KitaIndonesia.Com – Direktorat Jenderal Pemasyarakatan Kementerian Hukum dan Hak Asasi Manusia (Dirjenpas Kemenkumaham) Republik Indonesia meluncurkan standar dan modul perlakuan anak kasus terorisme.
Dengan adanya standar perlakuan terhadap anak, anak binaan, klien anak kasus terorisme akan memudahkan dalam melakukan pendekatan dan strategi dalam proses pembinaan dan pembimbingan.
Plt. Dirjenpas Reynhard Silitonga mengatakan, anak berkonflik dengan hukum (ABH) membutuhkan penanganan lebih spesial karena mereka sebenarnya bukanlah pelaku tindak pidana tetapi bagian dari korban kondisi dan situasi global saat ini.
“Anak bukanlah pelaku terorisme melainkan korban yang perlu dilindungi secara hukum dan memerlukan pendampingan oleh aparat penegak hukum, termasuk petugas Pemasyarakatan,” ucapnya, Rabu (12/6/2024).
Dirinya menambahkan, dengan adanya standar dan modul perlakuan kasus anak terorisme, mereka akan mendapatkan perlindungan hak-haknya serta terjadi perubahan sikap dan perilaku yang lebih terbuka, toleran dan moderat.
Sementara Direktur Pembimbingan Kemasyarakatan dan Upaya Keadilan Restoratif Pemasyarakatan Pujo Harinto mengatakan, dalam beberapa aksi terorisme, anak-anak ikut menjadi korban karena “dilibatkan” sehingga mereka menjadi ABH.
Sayangnya, aturan hukum yang ada sebelumnya melalui Keputusan Direktur Jenderal Pemasyarakatan Nomor PAS-172.PK.01.06 Tahun 2015 tentang Standar Pembinaan Narapidana Teroris tidak mengatur secara spesifik untuk Anak Kasus Terorisme.
Hal inilah yang menjadi latar belakang penyusunan Standar dan Modul Perlakuan Anak Kasus Terorisme.
“Pemerintah dan berbagai pihak terkait didorong untuk memperkuat upaya deradikalisasi yang menimpa anak kasus terorisme. Pendekatan-pendekatan yang digunakan harus bersifat personal dan spesifik, sesuai tingkat trauma dan dalamnya doktrin yang diterima,” terang Pujo.
Di lokasi yang sama Direktur Eksekutif YPP, Taufik Andrie menjelaskan standar dan modul ini merupakan hasil dari proses pembahasan panjang sejak pandemi Covid-19.

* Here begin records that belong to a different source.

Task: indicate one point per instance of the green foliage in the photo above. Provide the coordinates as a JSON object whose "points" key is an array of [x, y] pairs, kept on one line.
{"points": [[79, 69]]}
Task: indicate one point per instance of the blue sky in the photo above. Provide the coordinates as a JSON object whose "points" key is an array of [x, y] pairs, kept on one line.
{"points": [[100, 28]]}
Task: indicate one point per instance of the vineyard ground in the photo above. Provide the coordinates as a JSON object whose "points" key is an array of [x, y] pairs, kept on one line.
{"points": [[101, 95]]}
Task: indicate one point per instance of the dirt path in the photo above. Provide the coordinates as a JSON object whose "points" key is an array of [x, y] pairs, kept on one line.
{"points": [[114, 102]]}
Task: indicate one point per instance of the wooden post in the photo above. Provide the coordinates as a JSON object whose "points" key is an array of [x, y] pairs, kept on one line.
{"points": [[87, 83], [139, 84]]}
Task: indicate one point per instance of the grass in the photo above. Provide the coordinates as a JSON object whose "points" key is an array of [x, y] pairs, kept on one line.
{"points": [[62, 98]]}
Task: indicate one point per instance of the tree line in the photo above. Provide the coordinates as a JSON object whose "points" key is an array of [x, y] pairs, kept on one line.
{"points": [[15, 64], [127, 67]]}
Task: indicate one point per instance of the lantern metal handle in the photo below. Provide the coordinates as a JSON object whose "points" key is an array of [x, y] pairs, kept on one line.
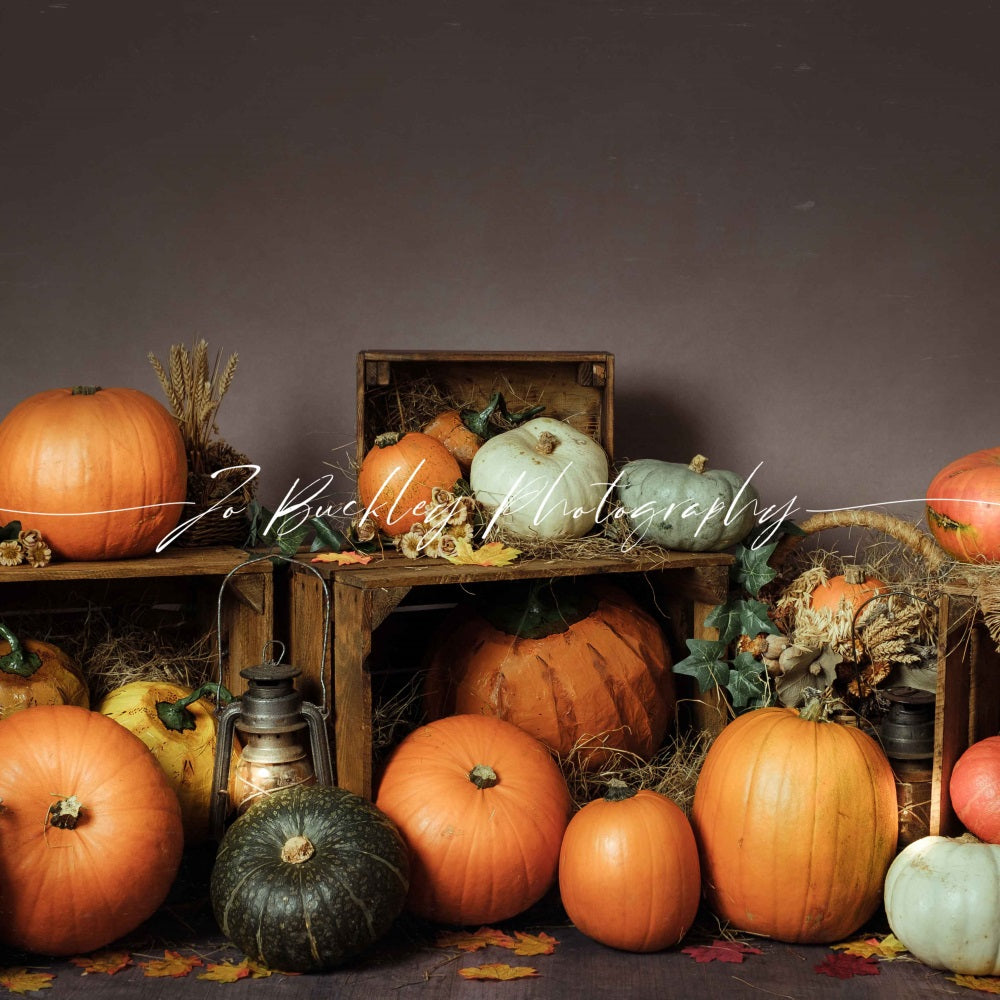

Sebagai salah satu lembaga yang memiliki pengalaman atas pendampingan terhadap ABH, termasuk kasus terorisme, YYP berharap standar dan modul ini akan ditindaklanjuti dengan pelatihan teknis untuk meningkatkan kemampuan serta kinerja petugas.
“Harapannya standar dan modul ini bisa secara produktif dan strategis membantu kerja-kerja baik yang selama ini sudah dilakukan oleh petugas di LPKA dan LPAS, yang kemudian akan mentransformasi kapasitasnya menjadi lebih produktif dan memberikan kontribusi bagi penanganan anak kasus terorisme di Indonesia,” ujarnya.
Deputy Team Leader AIPJ2, Peter Riddell-Carre dalam pelucuran mengungkapkan rasa bangganya dengan kolaborasi YPP dan Ditjenpas yang telah menghasilkan modul dan standar.
Hasil kolaborasi tersebut akan membekali petugas Pemasyarakatan dalam menangani anak terkait tindak pidana terorisme dan mendukung mereka untuk siap kembali ke tengah-tengah masyarakat.
“Anak-anak ini juga berisiko terkena dampak negatif dari hukuman dan stigma yang terus berlanjut. Jadi, lingkungan yang aman juga sangat penting untuk mengakhiri siklus kekerasan dan memenuhi hak-hak mereka sebagai anak. Dukungan pembinaan dan pengawasan terhadap anak oleh petugas Pemasyarakatan pun menjadi sangat penting,” ucap Peter.